- DVD cover
- Genre: Action; Adventure; Comedy; Horror; Sci-Fi; Thriller;
- Screenplay by: Geoff Meed
- Directed by: Nick Lyon
- Starring: Linda Hamilton; Trevor Donovan; Mýa; Jamie Kennedy; John Savage;
- Country of origin: United States
- Original language: English

Production
- Producers: Paul Bales; David L. Garber; David Michael Latt; Michael Meilander; Karen O'Hara; Cody Peck; Chris Regina; David Rimawi; Thomas P. Vitale;
- Cinematography: Alexander Yellen
- Editor: Rob Pallatina
- Running time: 89 minutes
- Production company: M. O. B. Movies

Original release
- Network: Syfy
- Release: April 12, 2014

= Bermuda Tentacles =

Bermuda Tentacles is an American made-for-television science fiction comedy-horror film directed by Nick Lyon. It stars Linda Hamilton and features an ensemble cast of Trevor Donovan, Mýa, John Savage and Jamie Kennedy. The movie premiered April 12, 2014 on the Syfy channel and garnered largely negative reviews.

==Plot==
When Air Force One goes down over the Bermuda Triangle, the Navy sends its best rescue team. A terrible storm forces the president to leave in his escape pod, which ends up 7000 m below the sea. But before they can save the President, the team awakens a series of tentacles from a monstrous underwater ogrot, which threatens North America's entire Eastern Seaboard and, ultimately, the world.

==Cast==
- Linda Hamilton as Admiral Hansen
- Trevor Donovan as Trip Oliver
- Mýa as Lieutenant Plummer
- John Savage as President DeSteno
- Jamie Kennedy as Dr.
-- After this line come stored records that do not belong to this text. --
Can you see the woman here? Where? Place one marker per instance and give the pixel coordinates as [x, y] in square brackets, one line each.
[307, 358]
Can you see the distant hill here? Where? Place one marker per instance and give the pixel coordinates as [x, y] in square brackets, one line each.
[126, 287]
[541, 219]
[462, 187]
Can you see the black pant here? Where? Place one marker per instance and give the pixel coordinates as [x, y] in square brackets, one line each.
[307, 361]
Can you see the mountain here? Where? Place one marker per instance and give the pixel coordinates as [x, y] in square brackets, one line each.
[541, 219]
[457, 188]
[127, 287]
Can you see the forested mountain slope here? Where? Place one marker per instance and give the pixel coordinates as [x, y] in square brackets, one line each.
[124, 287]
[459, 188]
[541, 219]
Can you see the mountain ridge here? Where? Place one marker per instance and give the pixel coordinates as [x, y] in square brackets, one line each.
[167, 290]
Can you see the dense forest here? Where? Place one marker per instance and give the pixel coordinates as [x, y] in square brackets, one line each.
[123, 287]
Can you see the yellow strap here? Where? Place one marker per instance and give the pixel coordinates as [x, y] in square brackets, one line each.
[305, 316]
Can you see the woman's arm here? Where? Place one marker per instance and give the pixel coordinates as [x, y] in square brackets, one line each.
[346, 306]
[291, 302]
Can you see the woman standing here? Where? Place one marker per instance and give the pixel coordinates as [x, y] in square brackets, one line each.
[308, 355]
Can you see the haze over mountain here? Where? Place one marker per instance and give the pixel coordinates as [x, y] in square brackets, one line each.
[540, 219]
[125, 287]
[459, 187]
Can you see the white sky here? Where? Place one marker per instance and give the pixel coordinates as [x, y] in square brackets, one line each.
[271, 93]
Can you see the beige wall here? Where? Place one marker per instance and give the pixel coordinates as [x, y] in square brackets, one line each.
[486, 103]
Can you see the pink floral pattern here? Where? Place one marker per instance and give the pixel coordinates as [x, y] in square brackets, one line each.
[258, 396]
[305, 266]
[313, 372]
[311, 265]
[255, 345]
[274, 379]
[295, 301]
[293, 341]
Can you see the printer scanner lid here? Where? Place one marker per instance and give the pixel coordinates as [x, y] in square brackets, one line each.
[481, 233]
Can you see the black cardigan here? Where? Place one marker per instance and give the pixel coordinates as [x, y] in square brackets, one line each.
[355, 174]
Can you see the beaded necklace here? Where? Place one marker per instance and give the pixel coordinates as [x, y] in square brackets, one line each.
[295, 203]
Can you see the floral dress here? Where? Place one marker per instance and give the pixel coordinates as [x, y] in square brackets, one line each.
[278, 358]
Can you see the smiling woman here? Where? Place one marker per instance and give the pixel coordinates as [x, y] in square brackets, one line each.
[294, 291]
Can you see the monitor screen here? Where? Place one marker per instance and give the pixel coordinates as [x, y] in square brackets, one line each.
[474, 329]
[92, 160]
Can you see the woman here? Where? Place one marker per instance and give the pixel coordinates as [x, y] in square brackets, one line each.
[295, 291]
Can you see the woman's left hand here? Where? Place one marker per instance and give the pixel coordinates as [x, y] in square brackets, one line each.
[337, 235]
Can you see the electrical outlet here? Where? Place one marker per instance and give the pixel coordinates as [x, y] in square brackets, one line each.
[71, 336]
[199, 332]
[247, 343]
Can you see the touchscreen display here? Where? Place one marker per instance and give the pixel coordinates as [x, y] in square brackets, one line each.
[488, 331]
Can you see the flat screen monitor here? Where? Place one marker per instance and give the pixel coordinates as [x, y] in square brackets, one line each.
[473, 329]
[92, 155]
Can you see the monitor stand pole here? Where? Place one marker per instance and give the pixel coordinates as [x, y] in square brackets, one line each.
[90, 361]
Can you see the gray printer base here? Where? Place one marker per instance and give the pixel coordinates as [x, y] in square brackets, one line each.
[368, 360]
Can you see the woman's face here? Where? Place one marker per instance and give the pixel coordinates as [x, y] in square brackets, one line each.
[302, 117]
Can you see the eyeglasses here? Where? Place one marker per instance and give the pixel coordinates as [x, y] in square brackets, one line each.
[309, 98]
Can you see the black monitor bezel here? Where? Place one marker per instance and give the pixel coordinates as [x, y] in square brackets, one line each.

Zimmer
- Richard Whiten as Lieutenant Commander Barclay
- Ricco Ross as Captain Phillips
- Jeff Rector as Captain Warren
- Robert Blanche as Captain Dave Williams
- Angelique Cinelu as Ensign Sanchez
- Luke White as Stephen Hondo
- Stephanie Cantu as Rivas
- Yorick Veenma as Colonel Poppe De Boer
- James Craig as Aunt Penelope
- William McMahon as Fitz
- Darren Anthony Thomas as Greg Elfman
- Craig Blair as C.P.O. Vincent

==Home media==
Bermuda Tentacles was released to DVD on September 9, 2014.

==Reception==
Writing for online website HorrorNews.Net, Shawn Handling gave the movie a highly negative review and concluded, "I think it’s one of the worst that has been produced and should have been sunk with the rest of those missing ships."